A lot of people have the technical elements, but they are, quite frankly, boring because they don’t have the artistry that they need to express themselves.
Ballet is an outlet to express myself. It’s mentally intriguing because I have to figure out how my anatomy moves in time, space, and music. It’s always a challenge because the work elements dancers perform under are never the same day to day. That keeps me literally on my toes.
It’s a different kind of world. I can escape from reality and be creative and artistic. Dance is more what everyone tries to make the real world like.
It’s kind of like being a professional football player. It’s a lot of pounding, and dancers typically will work through injuries that athletes would take time off for.
Great dance can happen anywhere. Colleen Kelly Denisco (director of Carlisle Ballet) is extremely successful, but it took people a number of years to wake up to the fact that she’s in Carlisle, Penn. Now it’s one of the main training centers. If it can happen in Carlisle, Penn., it can happen in Evansville.

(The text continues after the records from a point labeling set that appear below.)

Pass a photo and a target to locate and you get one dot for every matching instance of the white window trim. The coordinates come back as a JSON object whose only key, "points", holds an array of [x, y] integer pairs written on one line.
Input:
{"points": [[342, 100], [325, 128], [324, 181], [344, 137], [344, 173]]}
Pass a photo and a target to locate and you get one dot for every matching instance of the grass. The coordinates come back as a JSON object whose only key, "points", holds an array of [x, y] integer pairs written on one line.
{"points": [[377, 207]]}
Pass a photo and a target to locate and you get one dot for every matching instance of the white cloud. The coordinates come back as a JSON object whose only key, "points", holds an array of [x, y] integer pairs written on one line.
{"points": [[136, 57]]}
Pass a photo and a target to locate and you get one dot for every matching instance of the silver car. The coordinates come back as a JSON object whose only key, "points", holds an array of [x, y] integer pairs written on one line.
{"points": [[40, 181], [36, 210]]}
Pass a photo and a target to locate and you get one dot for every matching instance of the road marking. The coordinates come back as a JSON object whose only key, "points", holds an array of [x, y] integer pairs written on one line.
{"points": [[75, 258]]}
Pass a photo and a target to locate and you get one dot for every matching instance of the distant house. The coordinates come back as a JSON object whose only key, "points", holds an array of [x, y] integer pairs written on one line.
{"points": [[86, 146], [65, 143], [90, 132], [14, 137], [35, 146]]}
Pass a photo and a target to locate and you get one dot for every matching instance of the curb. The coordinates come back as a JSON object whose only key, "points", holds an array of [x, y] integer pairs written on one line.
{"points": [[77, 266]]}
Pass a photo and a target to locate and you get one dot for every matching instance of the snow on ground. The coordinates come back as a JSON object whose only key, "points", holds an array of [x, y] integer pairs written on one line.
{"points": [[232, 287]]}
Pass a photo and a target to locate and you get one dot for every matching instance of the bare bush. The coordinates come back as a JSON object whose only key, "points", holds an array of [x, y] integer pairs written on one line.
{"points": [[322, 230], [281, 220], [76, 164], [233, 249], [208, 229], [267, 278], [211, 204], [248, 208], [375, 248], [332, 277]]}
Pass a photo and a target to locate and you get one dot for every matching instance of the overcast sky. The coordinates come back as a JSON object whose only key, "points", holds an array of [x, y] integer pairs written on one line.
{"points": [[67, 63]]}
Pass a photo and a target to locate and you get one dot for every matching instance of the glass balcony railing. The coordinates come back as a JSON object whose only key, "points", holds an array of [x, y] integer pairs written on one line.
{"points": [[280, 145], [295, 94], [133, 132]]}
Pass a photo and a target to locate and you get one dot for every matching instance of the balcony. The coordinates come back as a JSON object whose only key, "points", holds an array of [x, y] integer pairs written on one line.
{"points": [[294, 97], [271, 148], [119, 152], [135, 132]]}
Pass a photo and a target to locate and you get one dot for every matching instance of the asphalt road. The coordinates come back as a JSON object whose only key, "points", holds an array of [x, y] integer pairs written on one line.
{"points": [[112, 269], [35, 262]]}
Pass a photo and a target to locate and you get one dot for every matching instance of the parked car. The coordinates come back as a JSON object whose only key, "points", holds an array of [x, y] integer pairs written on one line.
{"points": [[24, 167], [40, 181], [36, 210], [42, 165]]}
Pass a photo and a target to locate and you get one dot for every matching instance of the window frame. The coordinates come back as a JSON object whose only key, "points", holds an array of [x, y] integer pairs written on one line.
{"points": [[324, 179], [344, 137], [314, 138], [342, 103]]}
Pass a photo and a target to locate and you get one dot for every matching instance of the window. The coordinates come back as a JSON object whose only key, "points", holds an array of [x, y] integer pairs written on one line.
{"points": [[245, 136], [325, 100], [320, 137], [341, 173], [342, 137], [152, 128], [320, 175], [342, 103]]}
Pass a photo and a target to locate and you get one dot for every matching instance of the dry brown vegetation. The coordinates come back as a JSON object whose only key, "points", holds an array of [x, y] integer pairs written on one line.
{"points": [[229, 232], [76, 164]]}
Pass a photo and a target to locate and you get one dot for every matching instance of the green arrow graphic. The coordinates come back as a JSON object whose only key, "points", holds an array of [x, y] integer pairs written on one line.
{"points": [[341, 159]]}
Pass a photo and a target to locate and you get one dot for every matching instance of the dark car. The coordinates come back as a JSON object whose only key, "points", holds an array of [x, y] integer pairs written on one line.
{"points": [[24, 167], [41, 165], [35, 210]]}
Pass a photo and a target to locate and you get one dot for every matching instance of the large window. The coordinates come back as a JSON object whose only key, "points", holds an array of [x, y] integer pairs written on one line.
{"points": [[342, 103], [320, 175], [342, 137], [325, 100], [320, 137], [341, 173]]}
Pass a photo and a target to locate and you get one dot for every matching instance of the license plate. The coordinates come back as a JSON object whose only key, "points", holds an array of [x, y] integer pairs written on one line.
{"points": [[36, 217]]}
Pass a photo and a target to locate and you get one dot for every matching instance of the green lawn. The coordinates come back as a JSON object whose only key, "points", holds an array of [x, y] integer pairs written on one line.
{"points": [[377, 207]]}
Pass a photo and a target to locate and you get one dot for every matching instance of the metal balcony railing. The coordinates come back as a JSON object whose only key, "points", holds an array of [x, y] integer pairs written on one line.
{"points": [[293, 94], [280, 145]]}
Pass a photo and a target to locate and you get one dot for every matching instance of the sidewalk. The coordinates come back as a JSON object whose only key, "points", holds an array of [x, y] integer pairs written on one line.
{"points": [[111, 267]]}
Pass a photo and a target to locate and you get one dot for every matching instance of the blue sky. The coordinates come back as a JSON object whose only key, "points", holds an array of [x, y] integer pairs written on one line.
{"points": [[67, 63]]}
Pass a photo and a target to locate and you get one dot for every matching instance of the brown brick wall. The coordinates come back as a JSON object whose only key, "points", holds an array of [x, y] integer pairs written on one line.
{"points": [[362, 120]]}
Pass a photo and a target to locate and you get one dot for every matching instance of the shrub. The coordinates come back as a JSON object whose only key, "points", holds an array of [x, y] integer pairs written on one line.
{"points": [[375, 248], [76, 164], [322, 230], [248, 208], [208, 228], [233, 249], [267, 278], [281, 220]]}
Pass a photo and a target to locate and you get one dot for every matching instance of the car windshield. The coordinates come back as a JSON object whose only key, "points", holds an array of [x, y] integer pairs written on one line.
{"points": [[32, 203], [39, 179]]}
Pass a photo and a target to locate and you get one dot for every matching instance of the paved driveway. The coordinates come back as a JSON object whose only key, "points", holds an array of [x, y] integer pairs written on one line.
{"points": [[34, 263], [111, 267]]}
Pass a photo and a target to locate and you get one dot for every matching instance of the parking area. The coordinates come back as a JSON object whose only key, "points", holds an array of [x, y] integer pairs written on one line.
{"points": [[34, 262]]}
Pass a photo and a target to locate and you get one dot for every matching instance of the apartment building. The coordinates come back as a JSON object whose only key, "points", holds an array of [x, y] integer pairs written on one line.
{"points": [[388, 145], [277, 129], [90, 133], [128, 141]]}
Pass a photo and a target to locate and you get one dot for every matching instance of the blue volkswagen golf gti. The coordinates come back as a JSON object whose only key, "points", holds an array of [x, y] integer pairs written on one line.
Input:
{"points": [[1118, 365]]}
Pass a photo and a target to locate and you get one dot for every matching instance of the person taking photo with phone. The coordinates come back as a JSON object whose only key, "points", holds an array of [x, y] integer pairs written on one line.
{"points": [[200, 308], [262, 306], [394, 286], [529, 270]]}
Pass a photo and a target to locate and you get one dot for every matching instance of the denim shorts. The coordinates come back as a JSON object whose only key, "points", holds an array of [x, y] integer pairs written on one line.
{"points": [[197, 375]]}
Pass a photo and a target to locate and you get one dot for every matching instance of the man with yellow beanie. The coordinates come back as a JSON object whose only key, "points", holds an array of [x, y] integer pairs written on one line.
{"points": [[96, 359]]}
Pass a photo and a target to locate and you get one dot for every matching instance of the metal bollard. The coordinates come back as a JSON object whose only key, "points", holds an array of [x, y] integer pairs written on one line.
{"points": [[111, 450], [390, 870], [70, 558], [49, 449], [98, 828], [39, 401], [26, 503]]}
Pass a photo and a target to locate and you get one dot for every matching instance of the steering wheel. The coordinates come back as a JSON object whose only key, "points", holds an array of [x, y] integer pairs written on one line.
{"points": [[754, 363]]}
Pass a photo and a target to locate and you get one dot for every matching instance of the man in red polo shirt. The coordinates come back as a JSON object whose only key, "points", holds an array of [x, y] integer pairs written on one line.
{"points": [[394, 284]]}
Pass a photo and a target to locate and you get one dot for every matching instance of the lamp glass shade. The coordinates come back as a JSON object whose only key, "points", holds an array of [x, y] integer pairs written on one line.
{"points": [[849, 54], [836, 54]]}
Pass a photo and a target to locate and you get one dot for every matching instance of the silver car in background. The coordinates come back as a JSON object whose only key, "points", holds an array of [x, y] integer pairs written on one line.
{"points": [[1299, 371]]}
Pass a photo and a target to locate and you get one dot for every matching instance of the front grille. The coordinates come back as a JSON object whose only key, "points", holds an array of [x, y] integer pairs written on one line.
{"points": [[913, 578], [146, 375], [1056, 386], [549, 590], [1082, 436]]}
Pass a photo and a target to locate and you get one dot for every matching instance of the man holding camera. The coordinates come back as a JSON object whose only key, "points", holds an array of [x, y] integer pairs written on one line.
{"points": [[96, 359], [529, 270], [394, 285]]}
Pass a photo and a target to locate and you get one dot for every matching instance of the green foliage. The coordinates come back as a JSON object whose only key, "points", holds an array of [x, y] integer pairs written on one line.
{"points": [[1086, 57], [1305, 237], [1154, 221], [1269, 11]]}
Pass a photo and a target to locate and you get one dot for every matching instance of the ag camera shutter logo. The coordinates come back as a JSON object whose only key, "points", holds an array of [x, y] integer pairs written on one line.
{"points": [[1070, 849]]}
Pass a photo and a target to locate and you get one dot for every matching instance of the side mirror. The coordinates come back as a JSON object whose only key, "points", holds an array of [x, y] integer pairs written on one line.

A lot of companies are really white. It’s sad. That needs to stop because (minority dancers) are just as talented and capable. I’ve seen too many dancers in my career cast aside because they happen to be of a certain ethnicity. Because I had a maiden name of Stickelman, I’ve actually had people ask me to change my name for a short period of time because they thought it was too Jewish-sounding. I’ve been through that. To me, talent doesn’t have a color.